Na mesma noite, após a entrevista, Leonardo Dias chegou em casa e checou seus e-mails e redes sociais. Diversas ameaças foram enviadas a ele. Os seguidores do presidente acharam que tudo aquilo era um grande absurdo e um desrespeito para com a maior figura da democracia do país.

No dia seguinte, o psicanalista foi para o seu consultório, como de costume, e encontrou sobre o divã uma cabeça de porco e a janela quebrada. Ele deu parte na delegacia, mas nada foi feito.

Uma notícia no jornal da tarde mostrava fotos do presidente de mãos dadas com o ministro da segurança saindo de um restaurante. Curioso que os repórteres nada comentaram em relação ao fato, apenas quanto custou o jantar, 120 mil reais. “Só eu que consigo ver o que é tão óbvio?”, pensava o doutor.

No outro dia, o presidente fez um pronunciamento radical acusando a homossexualidade como uma doença e um desrespeito à família. Após aprovar uma medida que retirava dinheiro do SUS para subsidiar planos de saúde, acusou o movimento LGBTQI de esquerdista, além de reafirmar a condenação de Deus sobre a questão. Ele destilava o seu ódio, parecia uma resposta às declarações feitas pelo professor há dois dias atrás.
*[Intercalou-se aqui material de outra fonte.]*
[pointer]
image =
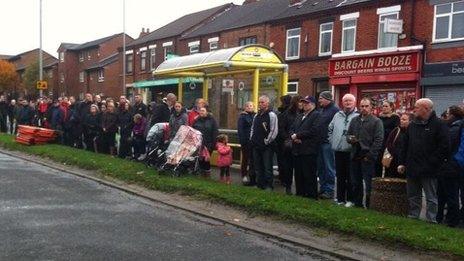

Leonardo Dias voltou para casa no fim do dia e a encontrou vandalizada. Pichações o chamavam de inimigo da pátria e o juravam de morte, caso não negasse tudo que havia dito. Foi nesse instante que o psicanalista decidiu exilar-se com sua família.

Um ano depois, após ter se tratado, o presidente revelou sua sexualidade para o mundo. Enfrentou os que a reprimiam e teve a coragem de denunciar diversos grupos homofóbicos que o apoiavam, convidando-os a “saírem do armário” assim como o fez.

Apesar de uma série de protestos conservadores liderados pelas igrejas evangélicas, o presidente conseguiu se manter no cargo adotando agora uma nova política. Um discurso mais ameno e harmonioso passou a ser defendido pelo homem que outrora esbravejava insanidades. O acolhimento às minorias passou a fazer parte de sua agenda política. Não se falou mais em tortura e se abriu ao diálogo, revogando muitas leis truculentas em relação aos trabalhadores e as classes mais pobres da sociedade.

O psicanalista via tudo aquilo do seu exílio e disse em um jantar com sua família em Milão: “antes tarde do que nunca”. 

Raphael Silva Fagundes
Doutor em História Política na UERJ. Professor da rede municipal do Rio de Janeiro e de Itaguaí.